Sur le sol, un semblant d’autel sur lequel on allume des bougies. C’est le moment où ce rocher révèle son pouvoir de traumaturge, un lieu-dit qui a l’étoffe d’un « Aassas » vénéré et doté de pouvoirs d’oracle capable de miracles et auprès de qui on vient implorer une surhumaine protection et demander la baraka, faire des invocations en tous genres : femme mal mariée ou n’arrivant pas à infanter, jeune fille inquiétée par un long célibat où vieille femme éplorée par l’absence trop longue d’un fils, on vient à Azrou N’Thour faire un vœu.

« Pour moi et pour tous les jeunes de ma génération, c’est juste une fête traditionnelle. Ce n’est pas le cas de ma mère, par exemple et par extension de la majorité des femmes qu’on ne peut pas convaincre qu’Azrou Nthour est seulement un lieu-dit, un rocher sans aucun pouvoir réel « , nous dit encore Amokrane, un cinquantenaire et ingénieur en informatique de profession.

« Pour moi, c’est juste une fête traditionnelle, un lieu de rencontre et de socialisation. D’ailleurs, il y a eu beaucoup de mariages qui se sont accomplis, à la suite de rencontres entre filles et garçons, à l’occasion de l’Assensi. Surtout du temps où les moyens de communication modernes (internet et téléphone mobile n’existaient pas) et où il y avait moins de liberté de mouvement pour les jeunes femmes », témoigne encore notre interlocuteur.

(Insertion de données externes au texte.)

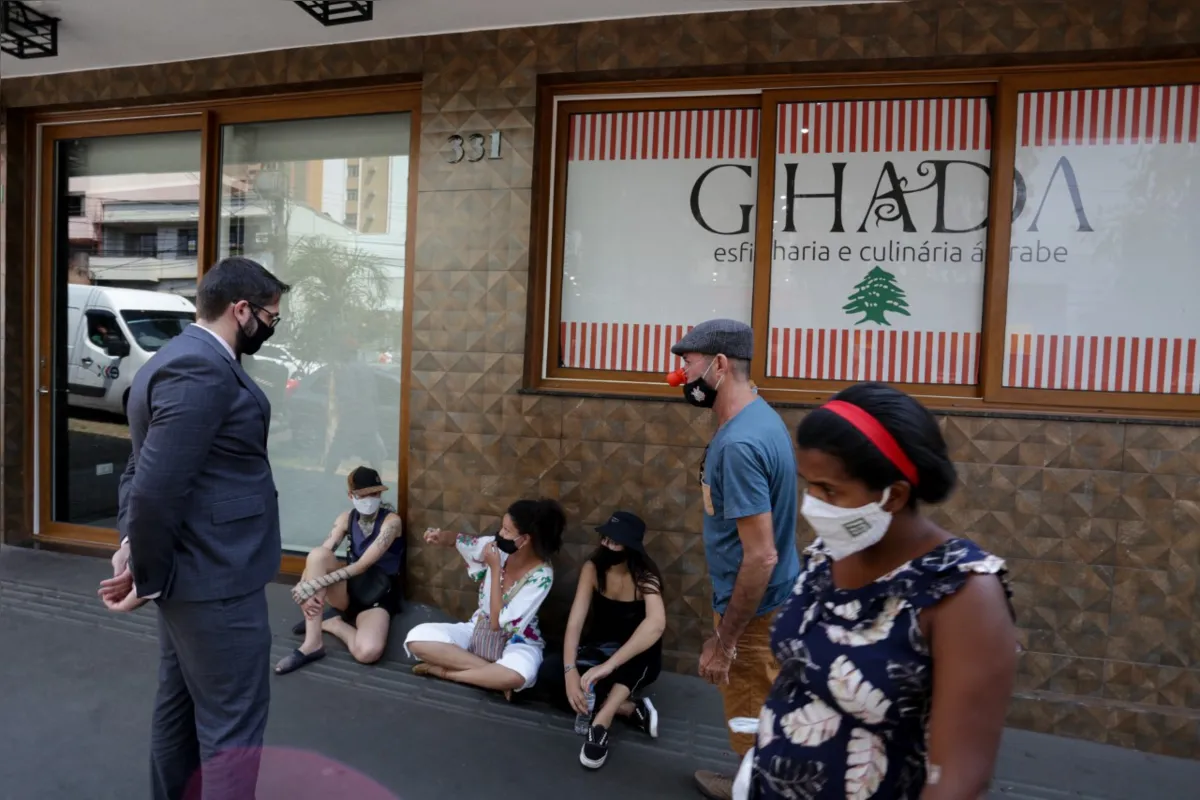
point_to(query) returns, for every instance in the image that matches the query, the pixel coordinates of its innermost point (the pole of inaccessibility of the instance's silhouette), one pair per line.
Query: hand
(115, 589)
(313, 607)
(576, 695)
(594, 675)
(304, 590)
(125, 605)
(714, 662)
(121, 559)
(492, 555)
(439, 537)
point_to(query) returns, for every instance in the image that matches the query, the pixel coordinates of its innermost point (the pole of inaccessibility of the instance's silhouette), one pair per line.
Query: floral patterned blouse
(519, 614)
(849, 714)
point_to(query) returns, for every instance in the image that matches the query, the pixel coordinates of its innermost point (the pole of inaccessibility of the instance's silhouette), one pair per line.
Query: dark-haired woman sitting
(886, 602)
(501, 648)
(613, 641)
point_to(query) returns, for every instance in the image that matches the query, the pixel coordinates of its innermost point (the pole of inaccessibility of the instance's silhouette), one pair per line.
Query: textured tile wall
(1101, 522)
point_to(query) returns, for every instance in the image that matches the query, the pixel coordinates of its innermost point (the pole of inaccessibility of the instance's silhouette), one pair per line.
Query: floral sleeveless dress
(847, 716)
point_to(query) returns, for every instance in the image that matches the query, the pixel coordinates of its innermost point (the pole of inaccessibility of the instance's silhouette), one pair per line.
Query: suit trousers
(214, 693)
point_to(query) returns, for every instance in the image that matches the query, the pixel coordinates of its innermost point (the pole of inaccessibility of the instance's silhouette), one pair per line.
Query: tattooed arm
(391, 529)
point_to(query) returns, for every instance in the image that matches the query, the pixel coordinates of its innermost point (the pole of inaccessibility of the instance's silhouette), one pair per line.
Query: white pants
(523, 659)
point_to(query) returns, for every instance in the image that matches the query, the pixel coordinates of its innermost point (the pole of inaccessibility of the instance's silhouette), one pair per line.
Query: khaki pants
(751, 675)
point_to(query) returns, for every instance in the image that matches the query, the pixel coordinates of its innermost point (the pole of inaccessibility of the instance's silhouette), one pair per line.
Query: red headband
(879, 435)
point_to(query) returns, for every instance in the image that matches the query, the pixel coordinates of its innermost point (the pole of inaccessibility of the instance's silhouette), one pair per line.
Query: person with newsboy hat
(361, 595)
(750, 494)
(613, 644)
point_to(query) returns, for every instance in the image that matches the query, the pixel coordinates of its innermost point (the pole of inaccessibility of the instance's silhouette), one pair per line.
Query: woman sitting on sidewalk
(501, 648)
(364, 594)
(619, 597)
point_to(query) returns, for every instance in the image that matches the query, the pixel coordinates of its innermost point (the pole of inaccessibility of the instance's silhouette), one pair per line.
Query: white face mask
(369, 505)
(846, 531)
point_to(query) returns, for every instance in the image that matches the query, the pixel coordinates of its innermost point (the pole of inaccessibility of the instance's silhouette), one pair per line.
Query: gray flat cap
(725, 337)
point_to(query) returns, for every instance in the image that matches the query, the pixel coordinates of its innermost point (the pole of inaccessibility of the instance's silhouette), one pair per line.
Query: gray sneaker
(714, 786)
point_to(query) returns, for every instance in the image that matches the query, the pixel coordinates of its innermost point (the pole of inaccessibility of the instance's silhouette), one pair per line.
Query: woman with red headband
(886, 602)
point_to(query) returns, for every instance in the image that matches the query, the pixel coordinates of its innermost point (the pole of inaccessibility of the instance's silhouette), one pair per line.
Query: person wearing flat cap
(613, 642)
(750, 495)
(363, 595)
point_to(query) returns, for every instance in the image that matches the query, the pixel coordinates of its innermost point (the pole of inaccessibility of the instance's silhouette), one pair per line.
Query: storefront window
(120, 287)
(877, 252)
(658, 232)
(1103, 288)
(324, 205)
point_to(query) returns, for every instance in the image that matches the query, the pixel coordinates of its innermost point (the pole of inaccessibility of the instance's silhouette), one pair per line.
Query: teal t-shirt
(750, 469)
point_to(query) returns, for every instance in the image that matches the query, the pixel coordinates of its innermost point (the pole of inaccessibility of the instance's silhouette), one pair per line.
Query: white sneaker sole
(654, 717)
(592, 764)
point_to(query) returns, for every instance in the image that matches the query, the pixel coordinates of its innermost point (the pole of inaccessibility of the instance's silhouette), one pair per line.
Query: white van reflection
(111, 334)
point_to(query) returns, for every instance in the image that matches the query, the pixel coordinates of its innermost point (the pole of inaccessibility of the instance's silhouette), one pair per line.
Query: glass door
(120, 264)
(323, 203)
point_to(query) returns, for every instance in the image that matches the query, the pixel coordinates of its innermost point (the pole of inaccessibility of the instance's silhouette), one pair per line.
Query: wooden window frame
(46, 128)
(1002, 86)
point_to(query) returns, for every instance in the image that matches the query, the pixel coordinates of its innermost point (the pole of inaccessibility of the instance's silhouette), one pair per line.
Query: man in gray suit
(201, 535)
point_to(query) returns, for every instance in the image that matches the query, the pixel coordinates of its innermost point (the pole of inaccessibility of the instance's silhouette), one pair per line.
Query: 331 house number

« Dagui yella zhou, yella rabbi (ici on peut passer de bons moments et exprimer sa foi en Dieu », nous a avoué une vieille femme croisée, lors de l’une de nos excursions sur les lieux, à l’occasion de la célébration de cette fête traditionnelle.

Un point de vue qui témoigne que les attentes et les motivations qui poussent d’aucuns à accomplir le pèlerinage d’Azrou N’thour n’ont vraiment pas changé.

Le terrain se prête facilement à d’autres dérivatifs ludiques et devient, pour ainsi dire, une scène grandeur nature où l’on s’adonnent à de curieuses mises en scène et d’échanges interindividuelles, des postures qui inclinent souvent au jeu du chat et de la souris aux codes d’une société ou modernité et tradition sont entre chiens et loups.

Ici, on vient pour voir et être vu, faire des invocations en tout genre et s’attendre à un retour de bénédiction.

Azrou N’thour, un saint d’opérette ?

L’esprit est assailli par moult interrogations sur le sens de la célébration et au statut de saint conféré à ce lieu-dit que certains n’hésitent pas à lui dénier. Restent les légendes qui sont immuablement racontées pour attester des vertus miraculeuses de ce sanctuaire à la sacralité diffuse car contestée et sujette à railleries.

Pour les tenants du dogme religieux, le rituel sacré qui s’y tient incline au sacrilège; les non-croyants et les agnostiques décèlent une sorte de trivialité dans ces effusions  ostentatoires à la gloire d’un rocher qui passe, pour ainsi dire, pour un saint d’opérette.

Lieux de fusions et de mélanges étonnants et détonants, de curieux contrastes qui amalgament  spiritualité et excentricité, Azrou Nthour peut constituer, pour tout observateur des phénomènes sociaux, un champ d’étude et d’analyse des comportements collectifs.

L’espace d’une journée, le lieu devient le théâtre où se joue une dramaturgie à l’échelle de l’homme. Sur ces rochers escarpés d’aucuns n’hésitent pas à accrocher leurs espérances les plus folles, d’autres leurs phantasmes, comme ces jeunes filles et garçons qui s’adonnent sur le parcours de l’ascension vers le haut du pic, au jeu de la séduction.

Azrou N’Thour devient, pour ainsi dire, un exutoire, une regroupement pour un exorcisme collectif.

Beaucoup ne croient pas au pouvoir protecteur du saint patron local mais s’enthousiasment devant la majesté et la beauté du site et de la fête qui s’y déroule et à son pouvoir de créer de la joie et de la convivialité. Site de villégiature par excellence, Azrou N’thour peut constituer une destination touristique de montagne. Un potentiel qui reste, malheureusement, inexploité.